The Ptolemaic theory suited the intricate minds of the Orient. The Greeks had adopted science from the east in the first place, and purified it with their logic. The east was ready and willing to welcome it back. Therefore when the heretic Christians, who insisted on studying science, took their books under their arms and fled into Persia, the eastern countries accepted their theories at least; and the Ptolemaic system grew up in an atmosphere where angels and devils inhabited the spheres of the planets, and dragons still caused eclipses of the Sun and the Moon. The books brought from Greece were translated not only into the various languages of their new homes, but into accord with the doctrines which their new masters loved.

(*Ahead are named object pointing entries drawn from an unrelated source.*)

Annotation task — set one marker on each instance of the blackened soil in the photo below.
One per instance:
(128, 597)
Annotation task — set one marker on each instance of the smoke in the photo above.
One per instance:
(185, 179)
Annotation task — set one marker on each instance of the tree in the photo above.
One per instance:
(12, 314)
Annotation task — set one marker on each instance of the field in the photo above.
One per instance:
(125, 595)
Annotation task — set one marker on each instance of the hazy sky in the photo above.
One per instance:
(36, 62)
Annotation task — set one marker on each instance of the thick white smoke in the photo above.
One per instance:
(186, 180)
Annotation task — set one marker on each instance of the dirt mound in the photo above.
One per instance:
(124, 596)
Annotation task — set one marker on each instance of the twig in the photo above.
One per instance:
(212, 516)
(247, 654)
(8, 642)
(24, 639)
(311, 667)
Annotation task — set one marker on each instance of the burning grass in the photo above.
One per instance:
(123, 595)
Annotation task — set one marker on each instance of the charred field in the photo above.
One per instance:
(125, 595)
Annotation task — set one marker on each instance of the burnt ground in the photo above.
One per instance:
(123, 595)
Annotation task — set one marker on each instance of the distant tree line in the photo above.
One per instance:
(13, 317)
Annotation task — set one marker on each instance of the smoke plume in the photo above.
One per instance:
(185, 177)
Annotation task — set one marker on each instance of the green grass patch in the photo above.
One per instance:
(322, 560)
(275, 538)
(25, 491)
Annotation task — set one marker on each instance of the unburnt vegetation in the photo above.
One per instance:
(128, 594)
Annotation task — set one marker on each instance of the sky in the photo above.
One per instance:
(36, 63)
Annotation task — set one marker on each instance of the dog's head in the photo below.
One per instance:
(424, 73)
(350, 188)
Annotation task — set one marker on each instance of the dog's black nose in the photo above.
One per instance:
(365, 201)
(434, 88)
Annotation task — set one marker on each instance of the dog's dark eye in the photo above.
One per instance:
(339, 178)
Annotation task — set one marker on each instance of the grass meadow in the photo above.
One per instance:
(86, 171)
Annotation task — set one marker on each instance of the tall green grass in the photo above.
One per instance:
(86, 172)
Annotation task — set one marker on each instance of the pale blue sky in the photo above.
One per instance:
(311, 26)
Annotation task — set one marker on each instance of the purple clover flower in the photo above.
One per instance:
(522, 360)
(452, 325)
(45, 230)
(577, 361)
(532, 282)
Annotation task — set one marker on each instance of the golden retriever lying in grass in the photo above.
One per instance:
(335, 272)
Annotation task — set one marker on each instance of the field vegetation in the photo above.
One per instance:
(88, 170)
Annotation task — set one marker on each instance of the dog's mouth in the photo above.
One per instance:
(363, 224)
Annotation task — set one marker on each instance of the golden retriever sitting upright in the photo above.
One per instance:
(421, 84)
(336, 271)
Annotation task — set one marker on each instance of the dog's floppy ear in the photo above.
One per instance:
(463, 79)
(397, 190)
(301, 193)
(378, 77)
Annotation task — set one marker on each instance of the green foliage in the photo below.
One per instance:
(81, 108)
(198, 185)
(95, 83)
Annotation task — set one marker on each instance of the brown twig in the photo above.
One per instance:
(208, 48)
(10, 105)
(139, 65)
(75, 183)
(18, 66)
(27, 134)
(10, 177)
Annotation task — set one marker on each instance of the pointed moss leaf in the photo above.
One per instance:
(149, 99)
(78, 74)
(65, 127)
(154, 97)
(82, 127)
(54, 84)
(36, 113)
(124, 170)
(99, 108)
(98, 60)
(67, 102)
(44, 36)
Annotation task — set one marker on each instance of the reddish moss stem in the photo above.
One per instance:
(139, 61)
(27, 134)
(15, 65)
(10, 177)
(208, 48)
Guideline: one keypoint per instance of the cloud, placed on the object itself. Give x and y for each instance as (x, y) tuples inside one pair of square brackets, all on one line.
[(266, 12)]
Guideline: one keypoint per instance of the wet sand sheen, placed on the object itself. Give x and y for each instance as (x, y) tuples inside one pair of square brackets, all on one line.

In spite of its false basis, and curiously fantastic surroundings, the Ptolemaic theory did not altogether suffer in the hands of the Easterners. Their very love of intricacy led scientists to perfect instruments of great precision, and their calculations were amazingly accurate. At the highest point of Ptolemaic astronomy, the Arabians could approximate the movements of the planets; and, if they needed greater refinement, they obtained it with the aid of epicycles and eccentrics. The mean motion of the planets was determined with errors of only minutes of arc in centuries of time, and eclipses of the Moon were found with errors not exceeding one and one-half hours in seventeen hundred years. Working with a premise that was basically false, without telescopes, verniers, or chronometers to correct their measurements, the Ptolemaic astronomers achieved the most extraordinary precision.